退職して「農業者ネットワーク」を創ろうと、県内の仲間にいろいろと声を掛けて回った。そのうちの一人にHさんがいた。Hさんは農協労で長年専従をしていて内部でちょっとしたトラブルがあって、退職した。


 その後、退職金で田んぼを買ったとかで10ヘクタールもの稲作専業農家をしていたようなことを噂で聞いていた。だったら、この「農業者ネットワーク」に誘うことが可能だと判断して、(この「農業者ネットワーク」については後日詳しくアップする)彼の電話番号を探して電話した。



 「もしもし、Hさんですか。昔いろいろとお世話になったKですけど・・・・」
向こうも久しぶりらしく、昔話を講じた。そして、「今、何をしているんですか」と聞いた。「兼業農家だよ・・・・」エッ・・・と思った。10ヘクタールで兼業とはちょっと考えられない。それで「何の兼業ですか」と突っ込んだ。「センムだよ・・・」「センム・・・何のセンム・・・」「ノウキョウのセンムだよ・・・」「農協の専務・・・エッ!!!」


 びっくりした。まさに青天の霹靂であった。「いつの間にか専務に・・・・」と思わず口にしてしまった。


 彼とは、10数年ぶりである。私より一つ上だが、私が農協労の役員をやっていたころの彼にはそんな「才覚」があるとは思わなかった。彼が退職のきっかけとなったトラブルは私も熟知していた。そんな経過から考えても驚かずにはいられないことだった。


 まあ、そんなことはいいとしても私の目的は「農業者ネットワーク」に彼を誘うことなので、何とか日程を空けて話を聞いてくれないかお願いした。彼も昔の私との関係から、無下に断ることもできなかったらしく、一時間くらいなら何とかなると日程を指定してくれた。



 専務といえば全くの経営者の立場だ。

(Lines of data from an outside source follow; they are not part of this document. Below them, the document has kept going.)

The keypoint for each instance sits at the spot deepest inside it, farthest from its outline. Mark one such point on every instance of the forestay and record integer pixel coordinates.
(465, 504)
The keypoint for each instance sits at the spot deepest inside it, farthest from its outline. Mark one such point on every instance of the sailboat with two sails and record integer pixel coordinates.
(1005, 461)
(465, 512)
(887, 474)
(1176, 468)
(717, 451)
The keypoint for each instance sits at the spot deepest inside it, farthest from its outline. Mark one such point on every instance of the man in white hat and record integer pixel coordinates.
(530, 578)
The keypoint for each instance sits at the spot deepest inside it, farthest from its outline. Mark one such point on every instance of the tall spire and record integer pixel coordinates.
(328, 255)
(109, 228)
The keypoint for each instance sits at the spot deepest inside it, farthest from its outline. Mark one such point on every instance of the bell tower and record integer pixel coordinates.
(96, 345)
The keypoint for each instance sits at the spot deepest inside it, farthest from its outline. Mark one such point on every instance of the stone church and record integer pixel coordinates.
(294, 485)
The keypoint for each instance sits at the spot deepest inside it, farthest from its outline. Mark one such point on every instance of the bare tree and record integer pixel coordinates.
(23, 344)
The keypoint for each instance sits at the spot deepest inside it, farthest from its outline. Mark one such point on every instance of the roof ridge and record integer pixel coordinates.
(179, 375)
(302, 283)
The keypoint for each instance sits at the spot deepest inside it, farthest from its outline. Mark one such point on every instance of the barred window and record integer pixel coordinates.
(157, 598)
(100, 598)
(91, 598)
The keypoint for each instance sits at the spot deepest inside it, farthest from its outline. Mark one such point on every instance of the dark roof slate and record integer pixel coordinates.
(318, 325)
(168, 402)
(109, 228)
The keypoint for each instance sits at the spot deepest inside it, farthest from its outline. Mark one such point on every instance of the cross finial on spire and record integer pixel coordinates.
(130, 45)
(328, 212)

労組の専従として団体交渉で経営者とやりあった時の逆の立場になったということだ。私の話は納得はするけど、一緒にやることは彼の性格からして無理じゃないかと思わざるを得なかった。


 指定された日時にJAの役員室を訪問した。10数年ぶりでの彼との対面だあったが、ほとんどと変わりはなかった。腹の出具合、頭のはげ具合・・・まずは私が退職した契機と原木椎茸の件、そして私がめざそうとしている「農業者ネットワーク」についてルル説明した。


 彼は熱心に聴いてくれた。しかし、予想とおり、「あなたの理想はわかるし、すごくいいことだ。しかし、私は無理だ。」そしてはっきりと「私の立場がある。この立場を危うくするようなことはできない・・・」と。


「私はいま、自民党的立ち場にいる。農業についての考え方の相違はないけど、この立場を離れるわけには行かない・・・」


 まあ、彼らしいと言えばそれまでであるが、彼の本音だろう。こんな奴が農協の専務をしているんだから農協はよくなるはずがない、と内心思いながら、これは彼だけの問題じゃなくて、「業界」全体の問題なんだから攻めても仕方はないのだが、と自分を納得させた。


 農協労を退職したときの引きずりがまだあるらしくて、「農協労はいいイメージは持っていない」と再三言い放った。彼は彼なりの手段で「出世」したのだから、それを手放すことはできないのは当然といえば当然だが、最後に「あなた方のネットワークのメンバーに農協を全く利用しない、また、農協の方針を否定するひとがいる。そんな組合員と私がどうして一緒に運動ができようか・・・」と。


 農協は組合員に利用価値があれば利用するのであり、利用価値がなければ利用はしない。組合員にとって利用価値がない農協だから、利用しないまでのことであり、利用価値のない農協の存在自体が問題なのであるということは全然問題にしていない。このことについて、議論してもしょうがないないと思った。彼だけの問題ではないのだから・・・・。


 いずれにしても、変わり身の早さ、立場が変われば人間も180度変わるということを今さながら痛感せざるを得なかった。